Posted by BessLane (# 15176) on :
 
About a year ago, I changed from a job with extremely late hours to one with extremely early ones. I get up between 3 and 3:15 AM, Monday-Friday. I adjusted by making sure I go to bed early (7:30) and that I don't make the mistake of sleeping too late on the weekends. I may sleep in til 5 am or so, but that's usually as late as I'll go.

Mornings, I'll piddle around on the computer for about 1/2 an hour and drink a cup of coffee while I grumble about being up so danged early. Then, I go with the "fake it 'til you make it" method which is simply pretending to be perky, alert and with-it until I actually am. Usualy takes me about 1/2 hour to an hour of forced perk to achieve the real thing.

Don't know if that helps, but I gets me through the day [Big Grin]
 
Posted by Chocoholic (# 4655) on :
 
BessLane [Eek!] [Overused]
 
Posted by Lucia (# 15201) on :
 
People who naturally don't sleep until very late and naturally wake very late may have Delayed Sleep Phase Disorder.

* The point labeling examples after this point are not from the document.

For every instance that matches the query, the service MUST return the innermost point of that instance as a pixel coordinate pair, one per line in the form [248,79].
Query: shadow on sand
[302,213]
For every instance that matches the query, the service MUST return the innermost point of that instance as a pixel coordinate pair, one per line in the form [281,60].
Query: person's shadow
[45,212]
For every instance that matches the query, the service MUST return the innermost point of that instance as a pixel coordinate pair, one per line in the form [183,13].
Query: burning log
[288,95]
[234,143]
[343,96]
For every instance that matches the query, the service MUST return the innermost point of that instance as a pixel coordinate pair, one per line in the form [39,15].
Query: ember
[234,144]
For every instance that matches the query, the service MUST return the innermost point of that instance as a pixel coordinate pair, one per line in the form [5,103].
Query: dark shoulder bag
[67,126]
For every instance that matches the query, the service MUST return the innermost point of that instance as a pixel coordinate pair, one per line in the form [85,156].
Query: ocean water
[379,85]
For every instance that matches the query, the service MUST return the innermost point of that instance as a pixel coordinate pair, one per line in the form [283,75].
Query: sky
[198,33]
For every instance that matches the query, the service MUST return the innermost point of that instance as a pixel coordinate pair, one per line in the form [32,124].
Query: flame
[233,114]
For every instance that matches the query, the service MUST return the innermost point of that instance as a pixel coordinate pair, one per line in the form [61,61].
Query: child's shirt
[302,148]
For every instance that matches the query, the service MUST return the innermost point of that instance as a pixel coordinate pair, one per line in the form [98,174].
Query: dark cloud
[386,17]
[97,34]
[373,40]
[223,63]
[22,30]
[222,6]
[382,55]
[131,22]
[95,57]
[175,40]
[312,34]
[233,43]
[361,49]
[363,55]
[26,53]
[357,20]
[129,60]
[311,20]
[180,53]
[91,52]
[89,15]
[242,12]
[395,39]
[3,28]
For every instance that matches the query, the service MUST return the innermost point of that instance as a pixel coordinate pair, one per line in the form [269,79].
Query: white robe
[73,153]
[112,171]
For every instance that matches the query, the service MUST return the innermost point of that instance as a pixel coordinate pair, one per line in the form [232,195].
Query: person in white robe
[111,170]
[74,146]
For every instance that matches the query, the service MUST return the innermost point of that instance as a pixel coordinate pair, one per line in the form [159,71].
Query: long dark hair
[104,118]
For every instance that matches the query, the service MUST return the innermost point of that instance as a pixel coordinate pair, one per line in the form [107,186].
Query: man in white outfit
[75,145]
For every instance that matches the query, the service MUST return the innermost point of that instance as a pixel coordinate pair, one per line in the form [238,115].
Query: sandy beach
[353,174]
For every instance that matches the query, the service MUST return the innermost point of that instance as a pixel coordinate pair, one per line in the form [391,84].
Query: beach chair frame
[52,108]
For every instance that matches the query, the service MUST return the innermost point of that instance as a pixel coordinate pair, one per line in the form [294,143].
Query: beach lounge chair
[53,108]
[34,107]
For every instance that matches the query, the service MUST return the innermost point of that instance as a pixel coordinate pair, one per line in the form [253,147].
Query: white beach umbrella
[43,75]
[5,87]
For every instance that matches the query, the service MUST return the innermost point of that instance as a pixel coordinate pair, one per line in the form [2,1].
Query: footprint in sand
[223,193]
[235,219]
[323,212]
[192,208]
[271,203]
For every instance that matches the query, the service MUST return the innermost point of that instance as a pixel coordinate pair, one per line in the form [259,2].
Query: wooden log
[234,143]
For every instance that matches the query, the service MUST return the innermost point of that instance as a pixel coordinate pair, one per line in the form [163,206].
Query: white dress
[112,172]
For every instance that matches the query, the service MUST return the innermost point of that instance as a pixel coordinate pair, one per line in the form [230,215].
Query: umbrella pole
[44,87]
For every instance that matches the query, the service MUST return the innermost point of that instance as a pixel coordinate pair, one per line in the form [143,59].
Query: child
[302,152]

Googling suggests that some people can benefit from light therapy using a lightbox during the first hour of their day to help shift their circadian rhythm to a more normal pattern. It also recommends things such as avoiding light in the evening especially tv, computers etc in the hours before going to bed. Some people also benefit from melatonin therapy.

Anyway, lots more info and links can be found here. These are not really coping mechanisms but more ways of treating the underlying disorder. If you feel you may fall into the sleep disorder category these may be worth looking at.

I'm sure my mother-in-law has this disorder. Fortunately she used to work in a job which had flexitime so she could roll up at work at 10am. Now she is retired I think she is rarely in bed before 2am and generally doesn't get up before 10am.
 
Posted by W Hyatt (# 14250) on :
 
Get a travel pillow like this one and take a quick nap in your car during lunch.
 
Posted by Lamb Chopped (# 5528) on :
 
Coffee. Coffee, coffee, coffee. [Waterworks]

Oh, and melatonin supplement an hour before I want to be sleepy. No guarantees, but it doesn't hurt.
 
Posted by St Everild (# 3626) on :
 
Out of bed. Into shower. Stay in shower for 20 mins or so, by which time I am functioning enough. Tea to drink first. Then coffee. With caffeine.
 
Posted by no prophet's flag is set so... (# 15560) on :
 
Manage it like jetlag. Lie to yourself abt what time it really is and function on Liberal Backslider Standard Time. It's a rigid discipline. 6 is the new 9. Or whatever is required.
 
Posted by balaam (# 4543) on :
 
quote:
Originally posted by Lamb Chopped:
Coffee. Coffee, coffee, coffee.

This.

You don't wake up until 10, Karl, I am not fully awake until after my second strong coffee of the day.
 
Posted by mousethief (# 953) on :
 
I do my best everything after midnight. But, not possible with the new job. Up at 5:30. Shower first, then tea.
 
Posted by chive (# 208) on :
 
I work a rotating shift system where one day it is 0530 - 1730, the next 0900 - 2100, the next 1315 - 0115 then back in that night at 2100 - 0900. As a result my sleep is all over the place. The only thing that allows me to sleep properly is sleeping tablets which thankfully the GP is happy to prescribe.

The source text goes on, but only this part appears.